5. Combined defect such as a uterine prolaps with cystocoele and rectocoele. No ideal solution is available

solution 1 : a vaginal hysterectomy + colporaphia anterior and posterior. This is the "classic" approach. The drawback is a relatively high recurrence rate around 20% to 30%. This is not surprising since this type of  surgery  cannot correct  a paravaginal defect (which is much more frequent than a midline defect) whereas a  levatorplasty is limited to the lower part of the vagina and a suspension with uterosacral repair is more difficult.  

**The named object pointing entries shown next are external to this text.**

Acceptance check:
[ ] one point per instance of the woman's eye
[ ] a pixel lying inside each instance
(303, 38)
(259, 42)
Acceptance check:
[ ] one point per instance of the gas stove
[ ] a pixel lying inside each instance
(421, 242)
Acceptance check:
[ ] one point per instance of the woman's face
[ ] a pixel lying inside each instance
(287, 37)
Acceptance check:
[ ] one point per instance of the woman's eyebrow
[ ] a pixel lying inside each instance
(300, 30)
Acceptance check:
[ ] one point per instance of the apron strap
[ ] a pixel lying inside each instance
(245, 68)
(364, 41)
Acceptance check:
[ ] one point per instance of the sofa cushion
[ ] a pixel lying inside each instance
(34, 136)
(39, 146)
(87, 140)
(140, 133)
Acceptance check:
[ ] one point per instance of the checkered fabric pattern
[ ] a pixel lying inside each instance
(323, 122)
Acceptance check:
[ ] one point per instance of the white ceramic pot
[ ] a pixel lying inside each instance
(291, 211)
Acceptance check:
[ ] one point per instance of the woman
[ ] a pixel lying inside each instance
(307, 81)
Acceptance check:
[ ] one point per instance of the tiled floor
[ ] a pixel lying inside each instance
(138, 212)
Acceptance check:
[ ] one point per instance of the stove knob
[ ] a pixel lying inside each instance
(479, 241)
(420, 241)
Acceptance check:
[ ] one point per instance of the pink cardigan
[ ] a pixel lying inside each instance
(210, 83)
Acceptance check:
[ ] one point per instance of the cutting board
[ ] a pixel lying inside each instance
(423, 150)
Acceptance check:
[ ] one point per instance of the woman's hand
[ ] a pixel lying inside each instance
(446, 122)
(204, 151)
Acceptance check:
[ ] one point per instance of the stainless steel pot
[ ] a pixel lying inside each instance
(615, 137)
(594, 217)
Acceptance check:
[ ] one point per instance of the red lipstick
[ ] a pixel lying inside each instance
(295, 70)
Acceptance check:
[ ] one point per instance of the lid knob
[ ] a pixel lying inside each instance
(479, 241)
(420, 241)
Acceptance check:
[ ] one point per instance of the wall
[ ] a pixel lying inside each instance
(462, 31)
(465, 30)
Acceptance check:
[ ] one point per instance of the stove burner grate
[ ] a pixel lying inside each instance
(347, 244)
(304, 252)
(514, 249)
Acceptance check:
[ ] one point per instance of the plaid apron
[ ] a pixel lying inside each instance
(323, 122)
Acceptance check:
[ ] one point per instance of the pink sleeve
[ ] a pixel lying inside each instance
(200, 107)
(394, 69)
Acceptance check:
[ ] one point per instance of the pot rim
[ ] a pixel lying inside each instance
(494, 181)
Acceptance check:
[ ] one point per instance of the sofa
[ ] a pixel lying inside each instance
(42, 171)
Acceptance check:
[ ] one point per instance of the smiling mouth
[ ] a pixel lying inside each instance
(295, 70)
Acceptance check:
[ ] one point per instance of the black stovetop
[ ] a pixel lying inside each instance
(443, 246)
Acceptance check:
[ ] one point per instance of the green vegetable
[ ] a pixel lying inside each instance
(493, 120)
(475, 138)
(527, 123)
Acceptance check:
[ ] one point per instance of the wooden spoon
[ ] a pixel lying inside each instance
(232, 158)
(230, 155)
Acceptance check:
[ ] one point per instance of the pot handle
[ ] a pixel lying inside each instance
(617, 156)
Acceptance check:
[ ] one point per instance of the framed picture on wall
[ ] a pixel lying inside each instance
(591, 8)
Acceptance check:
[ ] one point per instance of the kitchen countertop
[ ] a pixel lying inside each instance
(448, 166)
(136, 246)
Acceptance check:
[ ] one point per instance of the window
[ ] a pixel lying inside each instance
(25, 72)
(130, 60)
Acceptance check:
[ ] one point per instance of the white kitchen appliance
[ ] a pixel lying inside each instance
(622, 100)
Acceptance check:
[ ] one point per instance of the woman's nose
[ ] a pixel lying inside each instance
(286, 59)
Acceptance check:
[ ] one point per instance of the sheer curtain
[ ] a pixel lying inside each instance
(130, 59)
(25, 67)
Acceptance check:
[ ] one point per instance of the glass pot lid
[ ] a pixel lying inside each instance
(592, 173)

solution 2 : a laparoscopic hysterectomy + a paravaginal defect repair + a posterior repair. The disadvantage is that a mesh is relatively contra-indicated since the vagina has to be opened. This has been reported to increase complications as a mesh erosion form 0.5% to more than 5%. Variability of surgical techniques and expertise however cast doubt on these figures. The most important reason why this procedure is not so popular is that in order to perform this combined procedure in less than 2.5 hours the surgeon has to be fast and very experienced. Otherwise the procedure can become very long. 

solution 3 : sequential treatment : a vaginal hysterectomy + a colporaphia anterior and posterior  followed by a laparoscopic repair if a recurrence of prolaps occurs.